Сердце у меня в груди налилось, сделалось как камень. Я глядел, как Нада своими идеально ровными белыми зубками откусывает и жует кусочек тоста, и мне казалось, что этот тост – я. Я изо всех сил пытался изобразить улыбку на кислом лице.
– Ну… в общем… жалко, конечно. А все-таки, сколько?
– Говорю же, не скажу! – ровным голосом отрезала Нада. – Но твой коэффициент ниже, чем мой. Это немыслимо. Это абсурд. Видишь ли, Ричард, я не хочу, чтобы ты был слабее меня. Мне хочется, чтобы ты меня превзошел. Мне невыносима мысль, что налицо признаки вырождения. На мой взгляд, я слабее моего отца, и теперь ты… Понимаешь?
– Но раз так, – произнес я дрожащим голосом, – тут уж ничего не поделаешь…
– Не знаю, не знаю.
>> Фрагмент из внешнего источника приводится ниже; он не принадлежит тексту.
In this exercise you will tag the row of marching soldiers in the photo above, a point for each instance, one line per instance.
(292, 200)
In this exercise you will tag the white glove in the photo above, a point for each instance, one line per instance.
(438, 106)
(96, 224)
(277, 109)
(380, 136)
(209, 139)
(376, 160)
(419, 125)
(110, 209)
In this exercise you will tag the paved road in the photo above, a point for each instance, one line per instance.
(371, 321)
Я договорилась с мистером Нэшем, что ты пересдашь вступительные экзамены.
– Что-что?
– Я договорилась, что ты пересдашь вступительные экзамены.
– Как, еще раз?
– Хотя бы частично. Половину, я думаю.
– Но послушай, мама, – сказал я чуть ли не со смехом, чтоб показать, насколько я спокоен, хотя внутри, в недоступной чужому глазу глубине, у меня все так и тряслось, – но ведь если у меня уже выведен коэффициент интеллекта, подумай, какая разница, буду я пересдавать или нет?
– Прошу тебя, не говори так!
– Но какой смысл снова проходить тестирование? Что это изменит? Ведь тестирование – это конкретное определение уровня знаний. Ведь это же не…
– Я хочу, чтобы ты снова это прошел, Ричард!
– Снова? То же самое?
– Да, Ричард.
Мы оба мрачно смотрели друг на друга. Я не знал, да и сейчас не знаю, насколько презирала она саму себя за эту комедию. Каждое ее слово, каждый ее жест были до ужаса фальшивые, и с каждым днем нашей жизни в Фернвуде Нада все более и более обрастала этой фальшью, как я сейчас обрастаю все новыми и новыми пластами жира. Кто бы мог ей помочь? Раз или два я видел, как она сидит в одиночестве, уставившись в окно на наш неприкаянный задний дворик, выделывая на своем лице чужое, чуждое ей выражение: опускались уголки плотно сжатых губ, и от этого нос как бы вздергивался, словно там, наверху, дышать было легче. Нет, декан Нэш помочь ей не мог. Я так никогда и не узнал, насколько они были близки, Нэш и Нада. Хотя могла бы выйти премилая пара – он был не старше Отца, но выглядел моложе, – однако не думаю, чтобы Нада черпала в нем поддержку. Он был все-таки обыкновенный сукин сын, этот Нэш, и скоро вы в этом убедитесь.